El lenguaje de los niños, y en general el de la pasión, es otra forma extrema del lenguaje, en que la palabra, que aun casi no lo es, expresa un mínimo de idea y un máximo de afectividad. Esto es la interjección, o sea el término técnico de las pasiones.
Entre ambos extremos flota la vida del idioma; la interjección es su germen, el término técnico es su momia.
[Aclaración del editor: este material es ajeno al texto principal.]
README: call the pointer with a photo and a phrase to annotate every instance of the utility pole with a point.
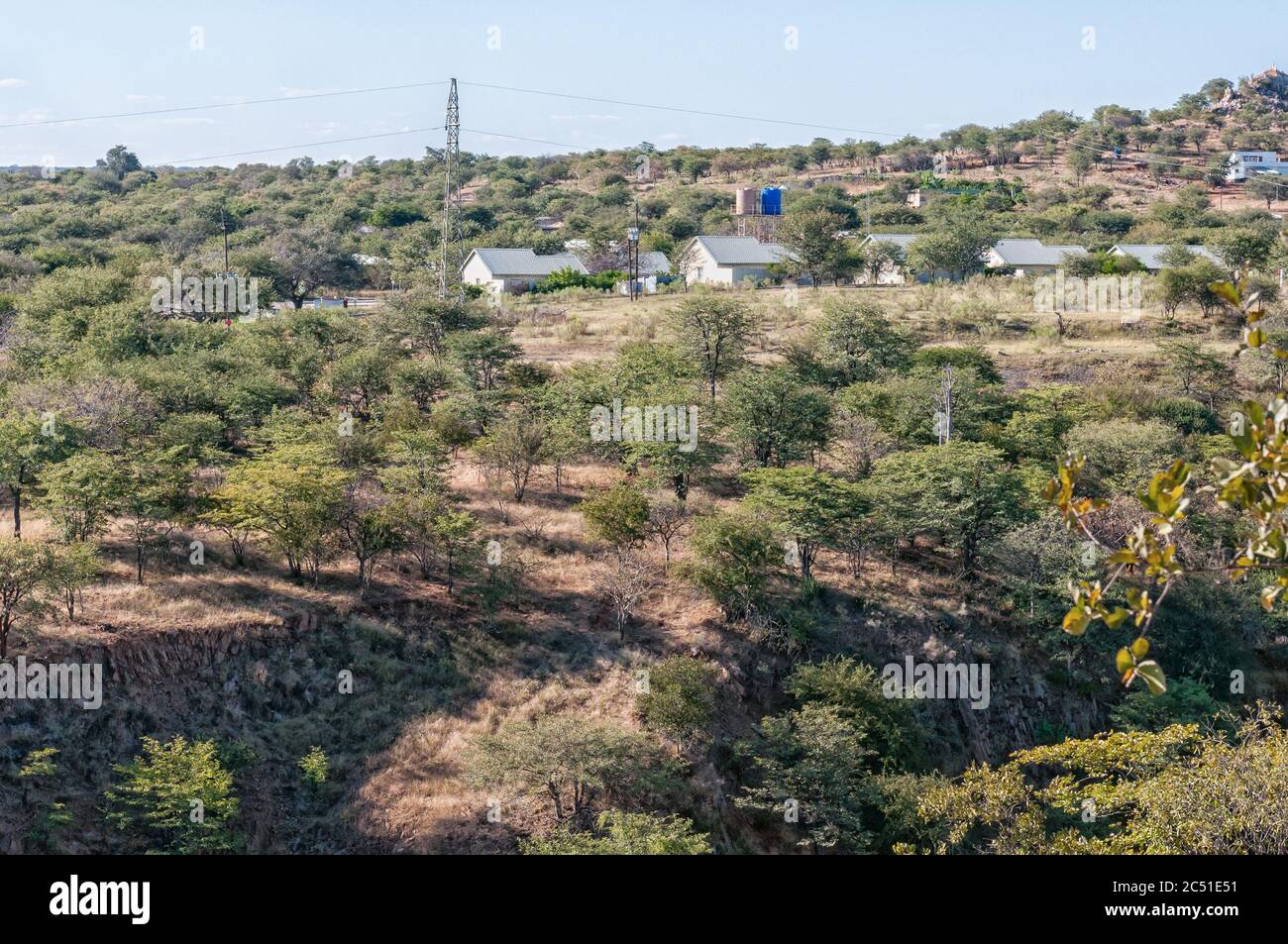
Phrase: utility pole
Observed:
(450, 262)
(632, 254)
(223, 226)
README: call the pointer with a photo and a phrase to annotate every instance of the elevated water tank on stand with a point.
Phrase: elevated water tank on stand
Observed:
(772, 201)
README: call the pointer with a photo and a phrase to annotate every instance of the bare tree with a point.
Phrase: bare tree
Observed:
(626, 579)
(668, 519)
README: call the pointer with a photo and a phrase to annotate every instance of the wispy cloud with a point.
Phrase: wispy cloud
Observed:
(585, 117)
(291, 90)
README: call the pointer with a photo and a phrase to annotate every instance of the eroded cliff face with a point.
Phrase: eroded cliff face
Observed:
(266, 693)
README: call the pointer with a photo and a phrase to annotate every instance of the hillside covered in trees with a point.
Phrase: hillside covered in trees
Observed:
(568, 574)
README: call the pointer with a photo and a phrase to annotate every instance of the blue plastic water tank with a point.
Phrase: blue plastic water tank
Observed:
(772, 201)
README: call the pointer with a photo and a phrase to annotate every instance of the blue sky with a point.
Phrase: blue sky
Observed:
(889, 67)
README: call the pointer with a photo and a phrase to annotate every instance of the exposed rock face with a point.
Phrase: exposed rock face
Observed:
(1267, 89)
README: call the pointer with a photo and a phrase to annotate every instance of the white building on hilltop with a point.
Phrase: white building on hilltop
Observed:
(728, 259)
(514, 269)
(1244, 163)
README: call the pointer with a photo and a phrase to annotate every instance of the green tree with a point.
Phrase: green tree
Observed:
(290, 493)
(29, 445)
(570, 760)
(682, 697)
(623, 833)
(961, 491)
(820, 762)
(810, 507)
(713, 331)
(175, 796)
(732, 558)
(81, 493)
(957, 249)
(72, 569)
(617, 515)
(120, 161)
(853, 342)
(774, 419)
(24, 570)
(810, 241)
(483, 356)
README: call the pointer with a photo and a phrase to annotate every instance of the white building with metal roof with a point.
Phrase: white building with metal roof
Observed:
(728, 259)
(514, 269)
(1150, 256)
(1029, 257)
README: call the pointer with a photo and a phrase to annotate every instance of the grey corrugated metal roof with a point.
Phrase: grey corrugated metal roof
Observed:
(655, 262)
(742, 250)
(901, 240)
(1033, 253)
(1149, 253)
(524, 262)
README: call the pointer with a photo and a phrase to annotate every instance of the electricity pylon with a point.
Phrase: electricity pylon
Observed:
(450, 262)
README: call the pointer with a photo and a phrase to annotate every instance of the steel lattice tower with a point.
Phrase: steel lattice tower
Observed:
(449, 274)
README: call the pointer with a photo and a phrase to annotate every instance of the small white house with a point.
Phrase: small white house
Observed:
(1029, 257)
(1150, 254)
(514, 269)
(728, 259)
(1244, 163)
(652, 264)
(890, 274)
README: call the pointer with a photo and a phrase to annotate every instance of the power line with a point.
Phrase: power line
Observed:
(686, 111)
(222, 104)
(294, 147)
(535, 141)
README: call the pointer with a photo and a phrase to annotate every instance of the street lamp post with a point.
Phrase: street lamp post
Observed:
(632, 253)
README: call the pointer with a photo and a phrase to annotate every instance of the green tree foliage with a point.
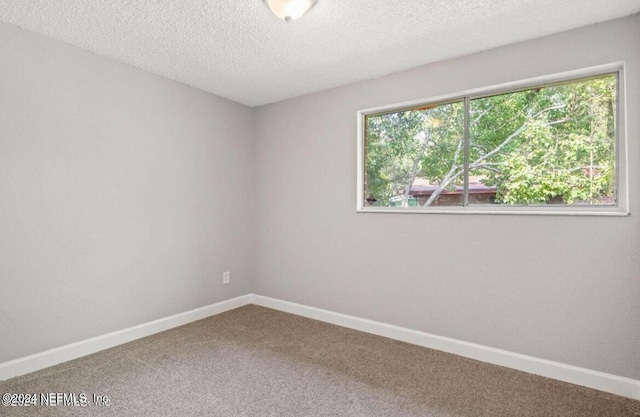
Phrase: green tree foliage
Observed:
(547, 145)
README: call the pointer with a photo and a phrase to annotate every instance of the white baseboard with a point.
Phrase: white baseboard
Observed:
(65, 353)
(614, 384)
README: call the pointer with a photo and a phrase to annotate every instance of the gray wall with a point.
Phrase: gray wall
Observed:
(123, 195)
(559, 288)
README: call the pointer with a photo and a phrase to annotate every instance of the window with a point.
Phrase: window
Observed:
(547, 146)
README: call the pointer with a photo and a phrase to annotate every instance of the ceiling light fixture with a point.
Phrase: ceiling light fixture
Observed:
(289, 9)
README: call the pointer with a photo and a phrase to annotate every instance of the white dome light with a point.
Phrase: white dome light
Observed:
(289, 9)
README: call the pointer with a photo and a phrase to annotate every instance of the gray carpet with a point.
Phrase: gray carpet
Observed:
(254, 361)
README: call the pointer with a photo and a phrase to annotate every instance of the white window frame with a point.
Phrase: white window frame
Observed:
(622, 191)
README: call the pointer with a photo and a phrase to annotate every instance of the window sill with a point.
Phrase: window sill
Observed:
(535, 211)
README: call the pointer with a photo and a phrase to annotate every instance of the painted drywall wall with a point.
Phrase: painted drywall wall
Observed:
(123, 195)
(565, 289)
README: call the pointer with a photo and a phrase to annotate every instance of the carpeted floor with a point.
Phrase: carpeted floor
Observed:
(254, 361)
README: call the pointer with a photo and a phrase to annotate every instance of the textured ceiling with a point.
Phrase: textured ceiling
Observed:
(238, 49)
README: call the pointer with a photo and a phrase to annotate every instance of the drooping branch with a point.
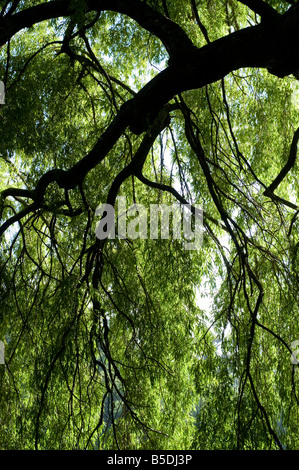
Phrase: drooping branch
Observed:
(171, 34)
(287, 167)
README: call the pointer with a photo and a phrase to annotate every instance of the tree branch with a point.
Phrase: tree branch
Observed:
(263, 9)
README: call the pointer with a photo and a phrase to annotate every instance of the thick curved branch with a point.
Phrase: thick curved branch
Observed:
(263, 9)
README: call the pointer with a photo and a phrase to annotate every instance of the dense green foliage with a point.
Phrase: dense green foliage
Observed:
(113, 345)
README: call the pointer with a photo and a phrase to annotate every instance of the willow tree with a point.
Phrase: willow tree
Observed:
(108, 341)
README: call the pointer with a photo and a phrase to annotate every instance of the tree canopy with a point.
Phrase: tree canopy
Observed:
(138, 343)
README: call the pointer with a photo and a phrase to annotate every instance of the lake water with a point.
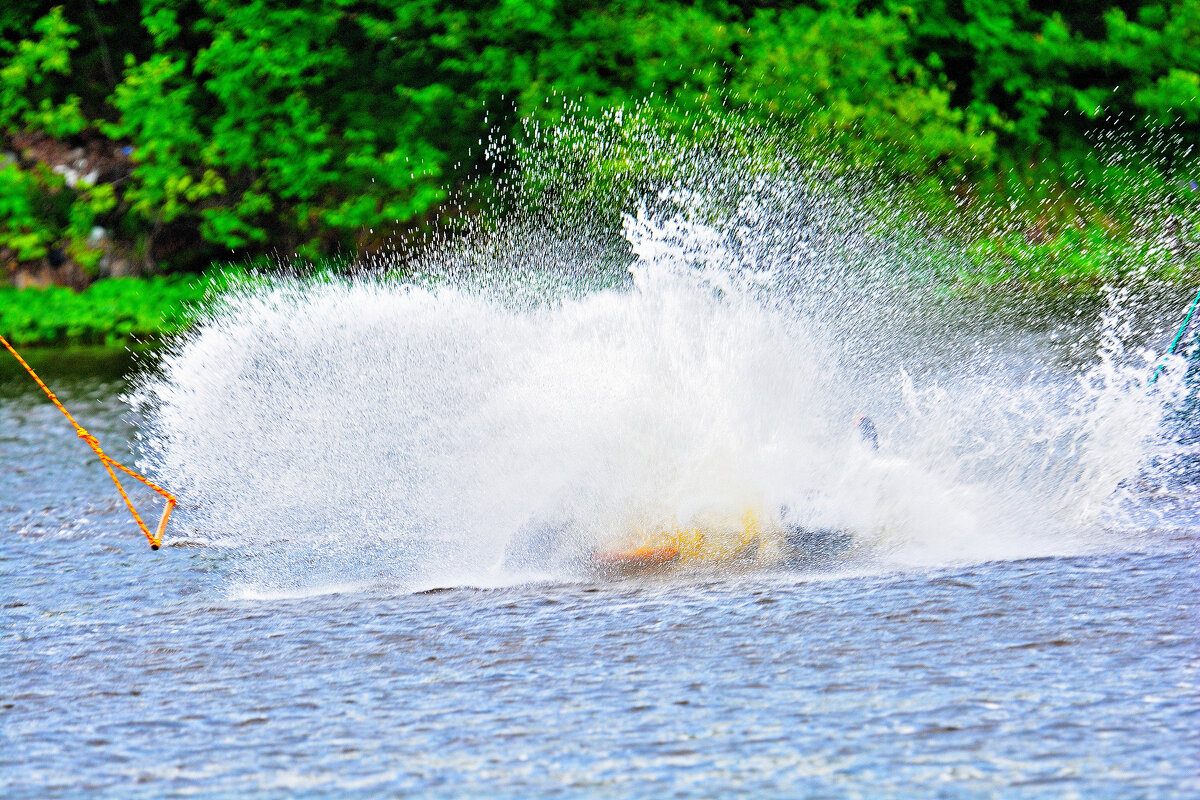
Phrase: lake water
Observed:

Y paralelamente corre aquella interioridad por él extrinsecada, desde la psique elemental, apasionada y discontinua, a la mente unificada que cristaliza en un sistema de ideas.
Toda palabra tiene, pues, dos polos, dos direcciones. Una de éstas la empuja a expresar puramente una idea; la otra tira de ella hacia atrás y la induce a expresar puramente un estado pasional. En cada momento, lo que cada palabra expresa es un compromiso entre ambas tendencias.
La casta varia y numerosa de los vocablos ha debido originarse por diferenciación de ciertas interjecciones madres. Y todos ellos, por eruditos y doctorales que parezcan, conservan algo de la pasionalidad que su madre expresó. De aquí que sea posible volver a emplear el término más severo de la ciencia, que porta un concepto metódico con la dignidad que un estandarte el presidente de una cofradía, como si fuera una interjección.
Pues bien; los improperios son palabras que significan realidades objetivas determinadas, pero que empleamos, no en cuanto expresan éstas, sino para manifestar nuestros sentimientos personales. Cuando Baroja dice o escribe «imbécil», no quiere decir que se trate de alguien débil, sine baculo, que es su valencia original, ni de un enfermo del sistema nervioso. Lo que quiere expresar es su desprecio apasionado hacia esa persona. Los improperios son vocablos complejos usados como interjecciones; es decir, son palabras al revés.
La abundancia de improperios es el síntoma de la regresión de un vocabulario hacia su infancia o, cuando menos, de una puericia persistente y que se inyecta en el léxico de las personas mayores.